Russia has supplied tanks and fighter jets to Belgrade in recent years and last month sent troops and high-tech hardware to Serbia for their latest joint military exercises, during which Mr Vucic confirmed the purchase of an advanced Pantsir air-defence system from Moscow.

“We do of course have concerns not just about deployment of Russian military equipment on the territory of Serbia, but the possibility of Serbia acquiring significant Russian military systems,” Matthew Palmer, a senior US envoy to the Balkans, said this month.

“We hope our Serbian partners will be careful and cautious about any such transactions.”

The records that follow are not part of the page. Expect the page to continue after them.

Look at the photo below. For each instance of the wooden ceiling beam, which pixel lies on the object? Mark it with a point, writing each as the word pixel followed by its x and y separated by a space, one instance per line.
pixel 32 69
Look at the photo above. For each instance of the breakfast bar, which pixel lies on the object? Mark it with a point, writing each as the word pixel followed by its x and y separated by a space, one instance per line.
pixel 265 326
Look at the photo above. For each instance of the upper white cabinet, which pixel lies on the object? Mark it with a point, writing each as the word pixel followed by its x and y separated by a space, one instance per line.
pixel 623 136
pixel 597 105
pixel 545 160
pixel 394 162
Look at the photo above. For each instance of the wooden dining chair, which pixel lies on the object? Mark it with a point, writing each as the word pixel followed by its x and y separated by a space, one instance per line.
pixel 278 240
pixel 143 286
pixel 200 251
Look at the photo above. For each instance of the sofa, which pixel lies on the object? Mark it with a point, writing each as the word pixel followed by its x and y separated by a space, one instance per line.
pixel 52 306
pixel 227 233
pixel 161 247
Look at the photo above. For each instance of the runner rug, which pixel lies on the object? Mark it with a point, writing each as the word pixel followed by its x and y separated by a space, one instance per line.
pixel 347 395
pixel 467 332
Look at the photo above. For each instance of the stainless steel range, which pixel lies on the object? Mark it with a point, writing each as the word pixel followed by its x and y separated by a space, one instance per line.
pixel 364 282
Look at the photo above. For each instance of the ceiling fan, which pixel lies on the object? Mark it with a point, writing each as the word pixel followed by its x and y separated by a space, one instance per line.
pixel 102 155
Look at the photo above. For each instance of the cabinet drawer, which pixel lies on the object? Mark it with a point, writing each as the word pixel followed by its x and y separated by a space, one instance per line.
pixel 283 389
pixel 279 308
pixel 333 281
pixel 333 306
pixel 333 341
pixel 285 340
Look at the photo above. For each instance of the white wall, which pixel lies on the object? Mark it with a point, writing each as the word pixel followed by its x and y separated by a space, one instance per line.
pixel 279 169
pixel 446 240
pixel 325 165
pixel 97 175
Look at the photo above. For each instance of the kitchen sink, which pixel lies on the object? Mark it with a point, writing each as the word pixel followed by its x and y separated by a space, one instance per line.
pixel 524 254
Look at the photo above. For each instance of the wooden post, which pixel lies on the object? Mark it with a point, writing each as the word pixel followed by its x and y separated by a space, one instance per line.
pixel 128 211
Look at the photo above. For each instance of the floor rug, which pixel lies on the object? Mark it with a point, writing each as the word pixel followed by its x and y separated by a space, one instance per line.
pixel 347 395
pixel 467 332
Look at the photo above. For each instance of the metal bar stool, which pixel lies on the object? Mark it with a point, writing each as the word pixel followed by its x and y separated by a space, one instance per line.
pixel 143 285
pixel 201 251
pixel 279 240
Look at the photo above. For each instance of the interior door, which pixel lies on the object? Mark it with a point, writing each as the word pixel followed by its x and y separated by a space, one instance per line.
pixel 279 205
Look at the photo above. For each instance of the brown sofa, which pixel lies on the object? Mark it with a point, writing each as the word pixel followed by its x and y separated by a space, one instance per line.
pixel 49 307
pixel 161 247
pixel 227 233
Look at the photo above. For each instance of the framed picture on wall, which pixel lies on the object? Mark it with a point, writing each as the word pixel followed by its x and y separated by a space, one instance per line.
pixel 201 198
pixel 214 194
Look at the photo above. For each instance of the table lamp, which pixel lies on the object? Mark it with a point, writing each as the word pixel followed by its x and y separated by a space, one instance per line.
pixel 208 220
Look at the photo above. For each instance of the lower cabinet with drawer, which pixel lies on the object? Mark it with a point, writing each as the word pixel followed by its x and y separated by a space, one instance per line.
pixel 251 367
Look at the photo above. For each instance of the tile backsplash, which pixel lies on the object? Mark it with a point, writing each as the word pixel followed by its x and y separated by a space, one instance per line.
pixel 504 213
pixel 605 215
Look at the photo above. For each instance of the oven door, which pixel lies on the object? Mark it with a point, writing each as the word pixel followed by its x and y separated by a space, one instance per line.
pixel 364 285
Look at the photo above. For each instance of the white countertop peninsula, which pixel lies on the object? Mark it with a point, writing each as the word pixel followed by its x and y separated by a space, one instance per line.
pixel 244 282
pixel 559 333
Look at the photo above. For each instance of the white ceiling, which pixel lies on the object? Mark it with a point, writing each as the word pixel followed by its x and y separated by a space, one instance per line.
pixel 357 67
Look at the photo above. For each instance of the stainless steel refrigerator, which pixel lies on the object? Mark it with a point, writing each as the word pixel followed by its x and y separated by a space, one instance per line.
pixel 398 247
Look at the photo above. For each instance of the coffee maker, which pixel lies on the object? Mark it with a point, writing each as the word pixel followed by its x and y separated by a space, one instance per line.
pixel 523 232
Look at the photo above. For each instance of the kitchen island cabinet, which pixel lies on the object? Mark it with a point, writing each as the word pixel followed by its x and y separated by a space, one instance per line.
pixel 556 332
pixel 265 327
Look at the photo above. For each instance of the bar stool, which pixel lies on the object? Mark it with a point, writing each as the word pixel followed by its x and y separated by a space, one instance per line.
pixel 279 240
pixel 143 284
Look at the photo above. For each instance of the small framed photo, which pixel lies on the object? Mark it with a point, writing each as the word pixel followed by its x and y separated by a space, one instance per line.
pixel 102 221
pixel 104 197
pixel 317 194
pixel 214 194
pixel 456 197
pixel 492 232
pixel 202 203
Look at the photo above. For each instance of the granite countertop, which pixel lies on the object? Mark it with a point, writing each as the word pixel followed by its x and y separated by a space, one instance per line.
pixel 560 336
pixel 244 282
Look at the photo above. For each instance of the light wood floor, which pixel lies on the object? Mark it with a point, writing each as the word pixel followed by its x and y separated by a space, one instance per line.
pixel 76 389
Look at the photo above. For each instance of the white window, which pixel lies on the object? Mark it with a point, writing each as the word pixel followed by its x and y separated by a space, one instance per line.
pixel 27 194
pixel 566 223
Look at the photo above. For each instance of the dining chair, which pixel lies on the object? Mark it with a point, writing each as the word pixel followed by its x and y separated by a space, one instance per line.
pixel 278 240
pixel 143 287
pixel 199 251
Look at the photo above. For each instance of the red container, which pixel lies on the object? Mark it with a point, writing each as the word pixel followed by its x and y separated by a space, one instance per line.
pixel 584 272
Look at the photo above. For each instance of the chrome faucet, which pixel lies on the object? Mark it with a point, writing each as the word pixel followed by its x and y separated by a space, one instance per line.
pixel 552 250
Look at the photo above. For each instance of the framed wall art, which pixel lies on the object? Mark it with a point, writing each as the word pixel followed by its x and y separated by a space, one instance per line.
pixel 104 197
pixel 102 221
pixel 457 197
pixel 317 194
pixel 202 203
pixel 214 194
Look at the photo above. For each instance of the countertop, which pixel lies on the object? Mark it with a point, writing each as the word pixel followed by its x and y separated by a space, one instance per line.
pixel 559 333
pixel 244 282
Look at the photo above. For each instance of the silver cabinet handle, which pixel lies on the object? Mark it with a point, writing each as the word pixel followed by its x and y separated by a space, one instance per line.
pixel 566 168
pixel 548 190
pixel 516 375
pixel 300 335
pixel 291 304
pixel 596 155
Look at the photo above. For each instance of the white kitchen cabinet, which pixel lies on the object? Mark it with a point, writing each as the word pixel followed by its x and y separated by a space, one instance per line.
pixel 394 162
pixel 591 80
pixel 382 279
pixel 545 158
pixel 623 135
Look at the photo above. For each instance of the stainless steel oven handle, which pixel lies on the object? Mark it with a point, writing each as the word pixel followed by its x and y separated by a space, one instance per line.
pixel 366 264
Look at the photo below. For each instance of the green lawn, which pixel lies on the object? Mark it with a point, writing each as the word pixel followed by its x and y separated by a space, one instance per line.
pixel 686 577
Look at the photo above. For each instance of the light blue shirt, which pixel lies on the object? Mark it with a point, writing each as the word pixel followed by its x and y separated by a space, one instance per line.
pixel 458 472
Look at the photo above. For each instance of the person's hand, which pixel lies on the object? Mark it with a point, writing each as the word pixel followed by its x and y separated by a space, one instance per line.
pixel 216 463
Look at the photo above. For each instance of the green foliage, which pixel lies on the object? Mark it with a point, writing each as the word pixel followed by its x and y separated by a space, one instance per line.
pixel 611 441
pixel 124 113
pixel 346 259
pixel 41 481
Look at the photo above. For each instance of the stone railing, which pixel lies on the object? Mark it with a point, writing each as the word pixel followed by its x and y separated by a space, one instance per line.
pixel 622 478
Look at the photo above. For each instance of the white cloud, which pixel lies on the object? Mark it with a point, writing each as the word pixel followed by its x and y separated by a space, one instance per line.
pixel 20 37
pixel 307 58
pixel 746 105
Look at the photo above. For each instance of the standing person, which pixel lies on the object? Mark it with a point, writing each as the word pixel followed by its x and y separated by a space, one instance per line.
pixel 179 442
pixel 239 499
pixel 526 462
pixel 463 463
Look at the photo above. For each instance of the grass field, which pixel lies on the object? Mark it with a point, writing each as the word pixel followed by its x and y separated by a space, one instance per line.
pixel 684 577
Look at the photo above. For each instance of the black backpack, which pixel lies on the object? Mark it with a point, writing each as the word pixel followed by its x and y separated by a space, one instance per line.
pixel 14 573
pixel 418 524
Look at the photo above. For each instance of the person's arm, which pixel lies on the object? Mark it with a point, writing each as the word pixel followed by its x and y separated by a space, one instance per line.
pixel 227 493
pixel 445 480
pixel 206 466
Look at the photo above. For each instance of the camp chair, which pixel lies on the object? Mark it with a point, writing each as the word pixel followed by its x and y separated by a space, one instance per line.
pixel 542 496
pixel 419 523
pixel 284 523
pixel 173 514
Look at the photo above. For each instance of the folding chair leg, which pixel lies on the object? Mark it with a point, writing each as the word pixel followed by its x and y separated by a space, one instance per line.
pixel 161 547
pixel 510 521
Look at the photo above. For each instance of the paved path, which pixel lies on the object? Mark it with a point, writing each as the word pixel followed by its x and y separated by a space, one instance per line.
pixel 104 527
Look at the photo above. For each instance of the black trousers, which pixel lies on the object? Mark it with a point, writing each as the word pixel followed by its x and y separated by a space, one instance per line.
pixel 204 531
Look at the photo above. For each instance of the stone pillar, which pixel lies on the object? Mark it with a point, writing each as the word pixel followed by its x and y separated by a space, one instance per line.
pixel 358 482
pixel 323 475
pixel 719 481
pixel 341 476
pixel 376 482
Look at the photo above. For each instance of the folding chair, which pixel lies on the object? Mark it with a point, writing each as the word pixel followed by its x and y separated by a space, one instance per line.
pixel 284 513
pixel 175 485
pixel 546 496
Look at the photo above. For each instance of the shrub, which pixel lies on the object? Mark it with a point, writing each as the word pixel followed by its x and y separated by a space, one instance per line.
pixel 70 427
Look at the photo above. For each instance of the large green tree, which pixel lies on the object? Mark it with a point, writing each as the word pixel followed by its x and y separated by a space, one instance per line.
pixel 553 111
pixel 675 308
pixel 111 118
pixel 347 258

The US has sanctioned Russia’s vast arms industry in response to Moscow’s aggression in Ukraine and Thomas Zarzecki, a state department official who oversees implementation of such measures, met Serbian officials on November 8th.

The US embassy in Belgrade said the “purpose of the visit was not to announce a decision on sanctions” and that US diplomats would continue to work with Serbia “to ensure clarity” on the issue and “avoid misunderstanding”.

Serbia refuses to sign up to western sanctions on Russia and, while seeking EU membership, it does not want to join Nato, unlike the rest of a Balkan region where Moscow is steadily losing influence and has seen alleged covert operations exposed in recent years by countries including Montenegro, Greece and Bulgaria.

“Vucic may be playing a double game,” Dimitar Bechev, a Balkans expert at the University of North Carolina, said of the latest spy scandal.

“This case serves him well, as he can now go to the West and say: ‘You see, I’m also a victim of Russian meddling, just like you on the other side of Atlantic, so everything you hear about me being a stooge of the Russians is not correct.’”

“It’s also possible that someone is trying to embarrass Vucic,” he told The Irish Times.

“Whoever is behind it, I don’t think it will cause a big turnaround with the Russians or that Serbia will cut ties with them. . .Vucic will try to boost his pro-western credentials for a time, but I don’t think he will reverse any of the deals he has done with the Russians.”